Get started with MAX
Welcome to the MAX quickstart guide!
This page provides a brief tour of what MAX has to offer you and your AI workloads. There's a lot to explore at the end of this walkthrough, so let's get started.
We're excited to share this preview version of MAX! For details about what's included, see the MAX changelog, and for details about what's yet to come, see the roadmap and known issues.
1. Install MAX
2. Run your first model
Let's start with something simple, just to make sure MAX is installed and working.
First, clone the code examples:
git clone https://github.com/modularml/max.git
If you installed the nightly build, make sure to checkout the nightly branch:
(cd max && git checkout nightly)
Now let's run a PyTorch model using our Python API:
-
Starting from where you cloned the repo, install the Python requirements:
cd max/examples/inference/bert-python-torchscript
python3 -m pip install -r requirements.txt
-
Download and run the model:
bash run.sh
This script downloads the BERT model and runs it with some input text.
You should see results like this:
input text: Paris is the [MASK] of France.
filled mask: Paris is the capital of France.
Cool, it works! (If it didn't work, let us know.)

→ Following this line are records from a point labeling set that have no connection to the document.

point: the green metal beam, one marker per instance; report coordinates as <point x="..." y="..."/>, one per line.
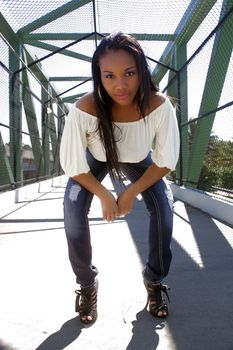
<point x="63" y="52"/>
<point x="191" y="20"/>
<point x="181" y="58"/>
<point x="73" y="98"/>
<point x="6" y="176"/>
<point x="45" y="95"/>
<point x="75" y="36"/>
<point x="7" y="31"/>
<point x="53" y="15"/>
<point x="32" y="124"/>
<point x="69" y="78"/>
<point x="15" y="114"/>
<point x="220" y="58"/>
<point x="41" y="76"/>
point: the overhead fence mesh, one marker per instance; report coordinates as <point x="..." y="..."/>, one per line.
<point x="45" y="66"/>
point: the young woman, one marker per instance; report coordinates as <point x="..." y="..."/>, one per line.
<point x="111" y="130"/>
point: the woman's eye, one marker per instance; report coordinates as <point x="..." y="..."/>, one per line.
<point x="130" y="74"/>
<point x="108" y="76"/>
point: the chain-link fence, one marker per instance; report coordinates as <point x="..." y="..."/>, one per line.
<point x="195" y="69"/>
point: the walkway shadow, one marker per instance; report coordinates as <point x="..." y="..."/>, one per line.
<point x="59" y="340"/>
<point x="200" y="295"/>
<point x="144" y="332"/>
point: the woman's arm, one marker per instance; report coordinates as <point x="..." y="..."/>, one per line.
<point x="151" y="176"/>
<point x="108" y="201"/>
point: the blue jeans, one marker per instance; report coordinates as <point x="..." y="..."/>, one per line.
<point x="159" y="203"/>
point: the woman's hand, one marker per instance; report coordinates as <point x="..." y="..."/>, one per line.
<point x="125" y="202"/>
<point x="109" y="206"/>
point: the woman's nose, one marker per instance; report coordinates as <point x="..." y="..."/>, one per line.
<point x="121" y="84"/>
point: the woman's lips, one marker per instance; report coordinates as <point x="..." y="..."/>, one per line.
<point x="122" y="96"/>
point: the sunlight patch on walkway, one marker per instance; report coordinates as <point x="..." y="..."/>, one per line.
<point x="184" y="235"/>
<point x="226" y="231"/>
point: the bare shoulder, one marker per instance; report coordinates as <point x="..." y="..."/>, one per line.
<point x="156" y="100"/>
<point x="86" y="104"/>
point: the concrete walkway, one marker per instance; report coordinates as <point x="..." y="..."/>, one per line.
<point x="37" y="283"/>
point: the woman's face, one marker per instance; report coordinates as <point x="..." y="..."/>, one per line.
<point x="119" y="76"/>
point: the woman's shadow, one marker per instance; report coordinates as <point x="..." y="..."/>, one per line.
<point x="144" y="332"/>
<point x="59" y="340"/>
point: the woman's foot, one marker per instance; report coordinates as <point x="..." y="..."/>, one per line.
<point x="157" y="305"/>
<point x="86" y="303"/>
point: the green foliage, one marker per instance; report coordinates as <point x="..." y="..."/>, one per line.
<point x="217" y="170"/>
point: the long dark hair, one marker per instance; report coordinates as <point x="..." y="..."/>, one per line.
<point x="103" y="102"/>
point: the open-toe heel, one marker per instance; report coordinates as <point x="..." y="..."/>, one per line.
<point x="86" y="304"/>
<point x="157" y="305"/>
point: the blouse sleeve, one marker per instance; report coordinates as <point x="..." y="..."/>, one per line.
<point x="73" y="144"/>
<point x="167" y="140"/>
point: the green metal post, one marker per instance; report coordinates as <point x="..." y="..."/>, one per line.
<point x="220" y="58"/>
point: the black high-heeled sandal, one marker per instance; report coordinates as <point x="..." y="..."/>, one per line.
<point x="157" y="305"/>
<point x="86" y="304"/>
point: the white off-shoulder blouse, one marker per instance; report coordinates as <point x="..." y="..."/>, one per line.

The first time you run the example, it takes some time to compile the model. This might be unfamiliar if you're used to "eager execution" in ML frameworks, but MAX Engine uses next-generation compiler technology to optimize the graph and extract more performance, without any accuracy loss. This happens only when you load the model, and it pays dividends with significant speed-ups at run time.
The bash script we used takes care of setup, and then runs the model with a Python script, which you can see on GitHub. Our Python API allows you to use MAX Engine as a drop-in replacement for your existing runtime, with just 3 lines of code. You can also use MAX Engine with our C and Mojo APIs.
If you're interested in how our performance compares to stock frameworks on different CPU architectures, check out our performance dashboard.
![](/assets/images/max-perf-06a5dfa7247076f60bb737deba0ecff6.png)
3. Try Llama3 on MAX
In the previous example, we ran a PyTorch model with Python, but MAX is about much more than that. You can also use MAX to build high-performance, state-of-the-art AI models in Mojo.
Mojo is a systems programming language built from the ground up to deliver maximum performance on any hardware and enable programmability across the entire AI software stack. You don't have to write a single line of Mojo to accelerate your models with MAX Engine. However, MAX Engine and Mojo share essential compiler technologies, which means Mojo has unique abilities that unlock new levels of performance for your models in MAX Engine.
Take a look for yourself. We've built the Llama 3 large language model entirely in Mojo, using the MAX Graph API. It's incredibly fast and you can try it right now:
-
Navigate back to the path where you cloned our repo. Then navigate to the Llama 3 pipeline:
cd max/examples/graph-api/pipelines/llama3
-
Execute the model:
mojo ../../run_pipeline.🔥 llama3 --prompt "I believe the meaning of life is"
After we download the weights and compile the model, you'll see it print the response in real-time as tokens are emitted by the model. This is all running locally on your CPU. When it's done, you'll also see some performance stats.
Check out the Mojo Llama 3 code on GitHub.
Next steps
MAX is available now as a developer preview, and there's much more to come. To understand how MAX can accelerate your AI workloads and simplify your workflows, try some of the following:
Browse MAX examples
See more examples that execute PyTorch and ONNX models using Python, C, and Mojo, plus GenAI models built in Mojo.
Benchmark a model
Bring your own PyTorch or ONNX model and benchmark it on MAX Engine, without writing a single line of code.
Run inference
Learn how to run inference with a PyTorch or ONNX model, using our Python, C, or Mojo API.
Create a custom op
Redefine graph ops in your model and implement new ones using Mojo, no matter which model format you're using.
Build a graph in Mojo
Learn more about how to build high-performance AI models using Mojo and the Graph API.
Quantize a graph
Learn how to get more performance and portability from your models with our quantization API for MAX Graph.
Deploy a model
Learn how to deploy a model with NVIDIA Triton Inference Server, using MAX Engine as the backend.
And this is just the beginning!
In the coming months, we'll add support for GPU hardware, more extensibility APIs, and more solutions for production deployment with MAX.